Une exposition est en soi une expérience de formulation d’une pensée et celle qui constitue le cœur du NOVA_XX entend être une pensée de résistance à l’épistémicide, comme à l’écocide – une invitation écosophique à aller à la rencontre de projets qui questionnent nos savoirs et de facto nos pouvoirs. La Biennale Plurivers & Contingence est le règne du multiple, du divers, des entités et pensées aliens. C’est aussi le règne d’une expérience qui se veut esthétique, que « je perçois par les sens ». Ce type d’exposition positionne le Centre à l’endroit d’une vocation expérientielle en lieu et place de celle prescriptrice. Le manifeste de la Biennale entend également blasonner des « profils » d’artistes comme ceux d’artistes chercheuses, d’artistes activistes, d’artistes engagées.

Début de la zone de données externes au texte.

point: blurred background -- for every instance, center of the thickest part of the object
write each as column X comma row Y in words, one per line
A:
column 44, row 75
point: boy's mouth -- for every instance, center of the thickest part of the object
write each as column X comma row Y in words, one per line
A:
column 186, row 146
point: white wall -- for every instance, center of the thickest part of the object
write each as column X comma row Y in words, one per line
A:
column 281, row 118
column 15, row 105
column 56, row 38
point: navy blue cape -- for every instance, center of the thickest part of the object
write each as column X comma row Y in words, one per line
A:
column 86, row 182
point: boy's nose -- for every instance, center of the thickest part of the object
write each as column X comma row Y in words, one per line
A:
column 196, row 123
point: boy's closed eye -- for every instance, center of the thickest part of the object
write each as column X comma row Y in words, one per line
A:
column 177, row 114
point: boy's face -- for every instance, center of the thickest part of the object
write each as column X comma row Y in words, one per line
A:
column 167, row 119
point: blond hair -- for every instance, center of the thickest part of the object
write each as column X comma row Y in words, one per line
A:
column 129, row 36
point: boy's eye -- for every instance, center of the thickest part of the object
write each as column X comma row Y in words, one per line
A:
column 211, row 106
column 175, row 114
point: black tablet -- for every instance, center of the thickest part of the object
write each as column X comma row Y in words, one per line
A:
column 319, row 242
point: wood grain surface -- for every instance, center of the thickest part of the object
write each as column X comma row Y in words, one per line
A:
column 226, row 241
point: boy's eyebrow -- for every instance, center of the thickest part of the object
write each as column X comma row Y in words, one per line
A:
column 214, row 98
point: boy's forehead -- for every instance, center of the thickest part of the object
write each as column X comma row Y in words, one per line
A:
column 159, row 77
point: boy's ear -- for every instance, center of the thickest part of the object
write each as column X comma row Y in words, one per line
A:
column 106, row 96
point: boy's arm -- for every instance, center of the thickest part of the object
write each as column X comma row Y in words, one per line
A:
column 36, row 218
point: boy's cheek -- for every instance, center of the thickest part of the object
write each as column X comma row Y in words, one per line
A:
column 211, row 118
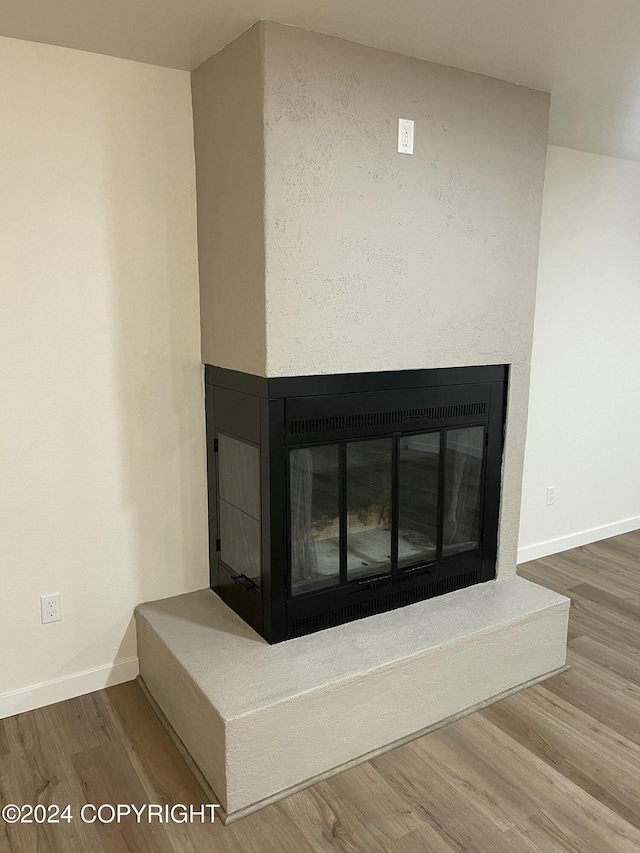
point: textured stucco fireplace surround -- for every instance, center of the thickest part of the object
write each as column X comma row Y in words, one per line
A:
column 321, row 251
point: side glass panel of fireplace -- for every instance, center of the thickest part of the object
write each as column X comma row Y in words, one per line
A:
column 239, row 506
column 314, row 496
column 369, row 488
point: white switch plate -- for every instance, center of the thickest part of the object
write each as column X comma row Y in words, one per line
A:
column 405, row 136
column 51, row 608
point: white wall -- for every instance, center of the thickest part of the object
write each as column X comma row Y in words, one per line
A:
column 102, row 476
column 585, row 378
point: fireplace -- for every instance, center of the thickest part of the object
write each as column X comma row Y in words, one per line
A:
column 338, row 496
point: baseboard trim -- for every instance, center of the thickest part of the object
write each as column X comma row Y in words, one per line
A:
column 60, row 689
column 576, row 540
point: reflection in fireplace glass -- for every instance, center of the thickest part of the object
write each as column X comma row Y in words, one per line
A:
column 419, row 460
column 315, row 510
column 369, row 484
column 463, row 482
column 239, row 506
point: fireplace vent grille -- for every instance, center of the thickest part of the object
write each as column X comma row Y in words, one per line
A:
column 384, row 602
column 459, row 410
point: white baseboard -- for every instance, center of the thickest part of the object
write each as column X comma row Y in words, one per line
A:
column 49, row 692
column 575, row 540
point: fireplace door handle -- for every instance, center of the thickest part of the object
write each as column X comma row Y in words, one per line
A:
column 244, row 581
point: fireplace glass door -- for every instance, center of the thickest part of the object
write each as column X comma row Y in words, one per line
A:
column 369, row 489
column 363, row 509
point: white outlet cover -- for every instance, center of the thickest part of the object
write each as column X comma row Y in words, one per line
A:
column 405, row 135
column 51, row 608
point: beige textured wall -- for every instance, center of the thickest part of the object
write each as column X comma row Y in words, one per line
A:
column 383, row 261
column 102, row 483
column 228, row 131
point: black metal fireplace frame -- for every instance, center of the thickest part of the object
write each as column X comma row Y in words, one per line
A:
column 281, row 413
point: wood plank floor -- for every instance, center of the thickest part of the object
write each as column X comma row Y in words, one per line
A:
column 554, row 768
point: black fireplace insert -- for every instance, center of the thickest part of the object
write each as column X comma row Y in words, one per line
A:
column 335, row 497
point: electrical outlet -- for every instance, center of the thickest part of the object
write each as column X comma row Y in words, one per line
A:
column 405, row 135
column 51, row 608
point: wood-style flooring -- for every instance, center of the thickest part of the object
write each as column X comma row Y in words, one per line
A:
column 554, row 768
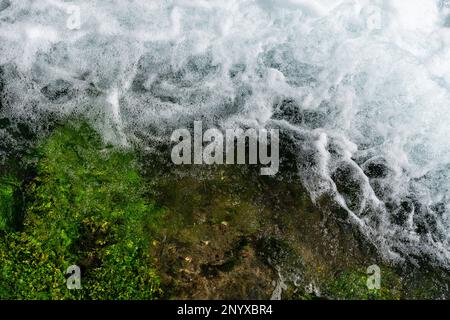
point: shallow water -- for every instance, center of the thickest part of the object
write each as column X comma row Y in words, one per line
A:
column 361, row 87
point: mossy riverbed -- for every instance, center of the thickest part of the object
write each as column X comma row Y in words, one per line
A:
column 141, row 229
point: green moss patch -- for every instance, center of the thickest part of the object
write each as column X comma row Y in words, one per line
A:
column 85, row 207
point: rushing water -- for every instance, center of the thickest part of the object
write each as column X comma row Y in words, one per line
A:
column 362, row 87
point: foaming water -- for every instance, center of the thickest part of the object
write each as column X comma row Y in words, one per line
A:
column 362, row 87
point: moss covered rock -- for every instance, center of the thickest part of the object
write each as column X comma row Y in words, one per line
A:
column 85, row 207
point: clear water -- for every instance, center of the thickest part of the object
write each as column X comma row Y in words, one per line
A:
column 363, row 87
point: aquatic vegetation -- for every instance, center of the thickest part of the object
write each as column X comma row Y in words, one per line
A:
column 85, row 207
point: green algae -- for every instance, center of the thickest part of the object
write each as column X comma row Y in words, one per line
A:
column 84, row 207
column 186, row 232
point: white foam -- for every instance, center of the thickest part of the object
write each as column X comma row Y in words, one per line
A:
column 378, row 71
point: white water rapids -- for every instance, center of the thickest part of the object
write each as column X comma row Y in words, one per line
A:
column 362, row 86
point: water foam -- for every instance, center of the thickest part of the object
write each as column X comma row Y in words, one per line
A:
column 363, row 86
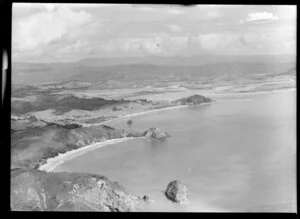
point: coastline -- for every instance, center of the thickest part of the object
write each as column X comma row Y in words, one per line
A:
column 252, row 93
column 142, row 113
column 53, row 162
column 135, row 114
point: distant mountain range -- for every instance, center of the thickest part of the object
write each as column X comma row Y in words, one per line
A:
column 150, row 68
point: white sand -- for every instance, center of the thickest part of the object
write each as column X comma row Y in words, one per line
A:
column 53, row 162
column 135, row 114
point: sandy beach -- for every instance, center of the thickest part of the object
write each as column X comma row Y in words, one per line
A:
column 55, row 161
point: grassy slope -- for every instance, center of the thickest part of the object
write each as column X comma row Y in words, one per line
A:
column 32, row 146
column 40, row 191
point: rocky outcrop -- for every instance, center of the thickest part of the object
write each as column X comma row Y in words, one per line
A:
column 194, row 100
column 177, row 192
column 34, row 190
column 155, row 133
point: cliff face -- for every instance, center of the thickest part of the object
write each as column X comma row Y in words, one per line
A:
column 31, row 147
column 34, row 190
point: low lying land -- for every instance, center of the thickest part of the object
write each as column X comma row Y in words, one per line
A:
column 35, row 140
column 50, row 119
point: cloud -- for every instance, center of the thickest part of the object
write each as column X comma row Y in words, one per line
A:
column 46, row 26
column 260, row 17
column 175, row 11
column 144, row 8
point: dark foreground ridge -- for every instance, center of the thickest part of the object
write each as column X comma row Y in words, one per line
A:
column 32, row 189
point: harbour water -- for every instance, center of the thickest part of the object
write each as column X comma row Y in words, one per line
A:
column 238, row 155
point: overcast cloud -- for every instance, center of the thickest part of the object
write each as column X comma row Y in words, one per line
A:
column 67, row 32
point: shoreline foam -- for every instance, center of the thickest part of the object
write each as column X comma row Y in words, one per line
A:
column 53, row 162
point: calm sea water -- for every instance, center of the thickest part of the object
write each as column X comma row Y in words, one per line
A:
column 236, row 155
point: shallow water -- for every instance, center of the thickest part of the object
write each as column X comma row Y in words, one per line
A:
column 236, row 155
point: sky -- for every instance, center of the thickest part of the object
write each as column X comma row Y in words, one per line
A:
column 70, row 32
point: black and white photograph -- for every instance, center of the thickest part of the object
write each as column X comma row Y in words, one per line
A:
column 153, row 108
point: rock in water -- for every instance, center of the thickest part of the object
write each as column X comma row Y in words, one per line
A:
column 155, row 133
column 177, row 192
column 34, row 190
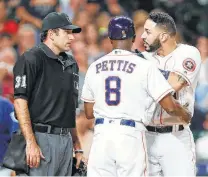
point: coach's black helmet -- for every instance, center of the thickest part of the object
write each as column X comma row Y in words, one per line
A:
column 56, row 20
column 121, row 28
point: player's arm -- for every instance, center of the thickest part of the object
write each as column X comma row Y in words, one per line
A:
column 161, row 90
column 185, row 69
column 177, row 81
column 178, row 113
column 89, row 110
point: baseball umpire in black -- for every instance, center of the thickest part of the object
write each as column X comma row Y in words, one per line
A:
column 46, row 94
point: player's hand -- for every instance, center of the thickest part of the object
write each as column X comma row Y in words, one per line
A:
column 187, row 118
column 33, row 154
column 80, row 158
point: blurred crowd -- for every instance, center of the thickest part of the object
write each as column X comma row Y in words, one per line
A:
column 20, row 22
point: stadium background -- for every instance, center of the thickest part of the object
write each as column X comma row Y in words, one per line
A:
column 20, row 22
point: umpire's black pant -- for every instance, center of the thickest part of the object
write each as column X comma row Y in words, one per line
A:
column 58, row 153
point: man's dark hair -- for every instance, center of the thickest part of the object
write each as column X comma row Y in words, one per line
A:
column 164, row 20
column 43, row 36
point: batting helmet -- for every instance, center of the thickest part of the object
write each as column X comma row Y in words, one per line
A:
column 121, row 28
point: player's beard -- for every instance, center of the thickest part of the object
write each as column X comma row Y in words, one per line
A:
column 154, row 46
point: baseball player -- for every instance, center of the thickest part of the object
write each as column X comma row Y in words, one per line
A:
column 171, row 148
column 114, row 87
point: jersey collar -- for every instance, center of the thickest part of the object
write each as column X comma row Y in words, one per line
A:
column 121, row 51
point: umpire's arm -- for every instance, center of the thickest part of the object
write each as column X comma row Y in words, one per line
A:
column 25, row 71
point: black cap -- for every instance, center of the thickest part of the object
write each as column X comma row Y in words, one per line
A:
column 59, row 20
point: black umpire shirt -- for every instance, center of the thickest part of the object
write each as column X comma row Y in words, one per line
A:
column 50, row 85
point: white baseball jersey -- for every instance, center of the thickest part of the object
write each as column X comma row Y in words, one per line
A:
column 185, row 61
column 123, row 85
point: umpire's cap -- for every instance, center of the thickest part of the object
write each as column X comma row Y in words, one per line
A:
column 59, row 20
column 120, row 28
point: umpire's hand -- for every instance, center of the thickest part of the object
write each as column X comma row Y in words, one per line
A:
column 80, row 158
column 33, row 154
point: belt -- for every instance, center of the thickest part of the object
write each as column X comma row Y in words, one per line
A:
column 51, row 129
column 130, row 123
column 165, row 129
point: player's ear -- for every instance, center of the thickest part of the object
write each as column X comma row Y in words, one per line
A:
column 110, row 40
column 163, row 37
column 50, row 34
column 133, row 39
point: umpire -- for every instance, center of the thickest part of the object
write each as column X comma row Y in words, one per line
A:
column 46, row 94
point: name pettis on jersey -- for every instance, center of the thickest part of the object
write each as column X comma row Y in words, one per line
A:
column 115, row 65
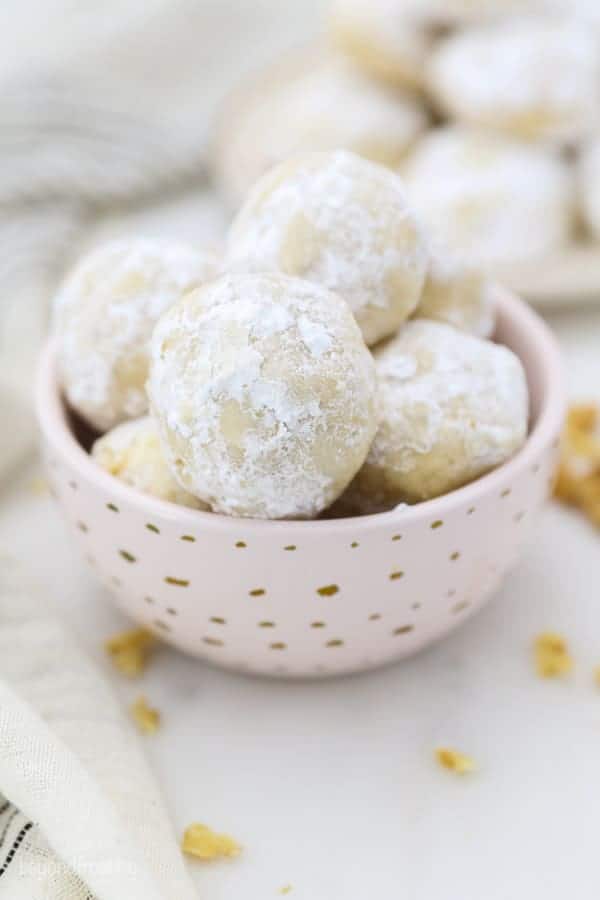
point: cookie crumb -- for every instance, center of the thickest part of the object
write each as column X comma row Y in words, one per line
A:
column 130, row 651
column 454, row 761
column 200, row 841
column 578, row 478
column 145, row 717
column 552, row 658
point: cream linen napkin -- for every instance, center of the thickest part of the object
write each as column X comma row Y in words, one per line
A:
column 80, row 816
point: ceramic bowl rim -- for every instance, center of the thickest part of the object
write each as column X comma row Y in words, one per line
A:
column 53, row 423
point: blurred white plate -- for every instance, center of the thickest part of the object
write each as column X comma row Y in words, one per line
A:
column 570, row 278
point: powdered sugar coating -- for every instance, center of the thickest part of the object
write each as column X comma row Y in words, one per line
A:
column 132, row 453
column 452, row 408
column 381, row 38
column 542, row 78
column 457, row 293
column 491, row 199
column 588, row 178
column 341, row 222
column 264, row 393
column 325, row 105
column 104, row 315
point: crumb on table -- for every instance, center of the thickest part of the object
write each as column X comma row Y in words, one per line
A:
column 130, row 650
column 203, row 843
column 578, row 479
column 552, row 658
column 454, row 761
column 145, row 717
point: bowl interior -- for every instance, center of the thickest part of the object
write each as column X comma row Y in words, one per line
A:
column 518, row 327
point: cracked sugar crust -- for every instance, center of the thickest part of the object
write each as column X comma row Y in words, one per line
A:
column 133, row 454
column 325, row 104
column 341, row 222
column 488, row 198
column 457, row 293
column 264, row 393
column 104, row 315
column 453, row 407
column 542, row 78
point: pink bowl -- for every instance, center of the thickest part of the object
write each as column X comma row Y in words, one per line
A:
column 311, row 598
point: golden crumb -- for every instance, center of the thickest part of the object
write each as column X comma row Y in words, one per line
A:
column 200, row 841
column 567, row 487
column 552, row 658
column 578, row 481
column 130, row 651
column 582, row 417
column 454, row 761
column 145, row 717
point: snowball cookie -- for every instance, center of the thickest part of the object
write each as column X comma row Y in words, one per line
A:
column 341, row 222
column 490, row 198
column 264, row 393
column 452, row 408
column 535, row 79
column 379, row 37
column 457, row 293
column 589, row 186
column 104, row 316
column 132, row 453
column 324, row 104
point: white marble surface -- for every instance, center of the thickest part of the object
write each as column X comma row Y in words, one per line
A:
column 331, row 787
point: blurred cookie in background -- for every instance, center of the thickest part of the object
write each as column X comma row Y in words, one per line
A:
column 498, row 200
column 534, row 79
column 588, row 185
column 313, row 102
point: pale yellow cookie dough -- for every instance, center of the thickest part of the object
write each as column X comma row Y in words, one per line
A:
column 104, row 316
column 341, row 222
column 132, row 453
column 458, row 293
column 264, row 393
column 453, row 407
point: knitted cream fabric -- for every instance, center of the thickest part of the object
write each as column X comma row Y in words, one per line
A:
column 80, row 816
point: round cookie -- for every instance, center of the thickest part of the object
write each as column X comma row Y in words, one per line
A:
column 489, row 198
column 588, row 183
column 458, row 294
column 132, row 453
column 323, row 104
column 341, row 222
column 104, row 315
column 264, row 393
column 453, row 407
column 536, row 79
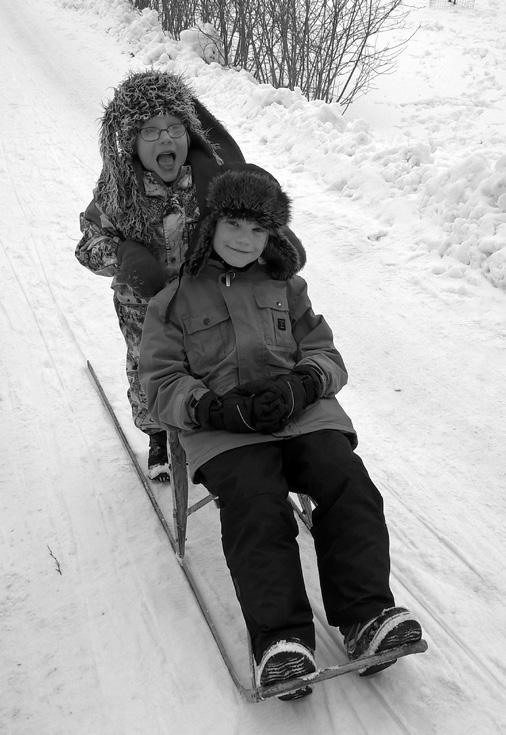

Quels sont les fils conducteurs qui relient les 19 artistes invitées dans l’exposition ?
On peut tracer des « familiarités » selon plusieurs typologies de propositions. Il y a celles qui portent sur les « savoirs & herméneutiques ». L’installation immersive de Laura Cinti porte sur l’enjeu du déclin continu de la biodiversité́ et ouvre une perspective multidimensionnelle sur la conservation. (NDLR : L’œuvre vidéo mapping AI In The Sky, entre sciences et art, s’empare des IA pour retrouver la trace d’une plante femme disparue dans la forêt de Ngoye en Afrique du Sud). Le Blobarium de Louise Charlier se nourrit de récentes recherches d’éthologie en abordant la question des rapports entre humains et non-humains et pose l’enjeu de rencontres extraterrestres. Il y a celles de nature « spéculatives & fictionnelles ». La vidéo expérimentale de Gala Hernandez aborde les liens entre la culture crypto et la cryogénie en tant que deux technologies spéculatives pour lesquelles l’avenir devient une ressource économique à exploiter.
Il y a celles de nature « métaphorique, parabolique ». L’installation The World de Yue Chang explore les thèmes de l’archéologie marine, de l’effondrement industriel et de la reprise de la vie marine préhistorique sous une perspective futuriste. Le diorama d’Eve-Gabriel Chabanon donne à voir un corps collectif qui pose la question des corps en mutation et des habitats. De nombreux enjeux sont abordés au travers de toutes ces installations.
Comment avez-vous pensé la scénographie de cette exposition ?
Je voulais véritablement placer les spectateurs dans un espace autre que celui souvent sanctuarisé des expositions. Je tenais à ce que ses repères soient contrariés, bousculés. Les espaces de cette exposition sont pour partie miroités, jouant la sensation de duplication et dotés d’une lumière particulière comme d’une odeur conçue par Céline Jiang alias Bijou Magique et les créateurs de parfums Ludovic & Anne-Sophie Pastour. Le défi scénographique résidait en un mot « la cohabitation », notamment celle de plusieurs aquariums qui pour certains sont des « couveuses » d’éléments comme le blob ou le mycélium. Au centre de l’exposition réside l’installation conçue par Aurelia Noudelmann, créature tentaculaire qui simule une nature invasive. Et dans la cour, l’installation Trintade d’Eva Medin mêle le vocabulaire de trucage cinématographique, à celui de la sculpture – l’œuvre déploie un monde chimérique, où la nature côtoie l’artefact. Nous avons sélectionné des visions qui nous semblaient relever de cette ambition : extraire de nouveaux mondes.
Biennale NOVA_XX Centre Wallonie Bruxelles, Paris Et une dizaine de lieux Jusqu’au 27 avril.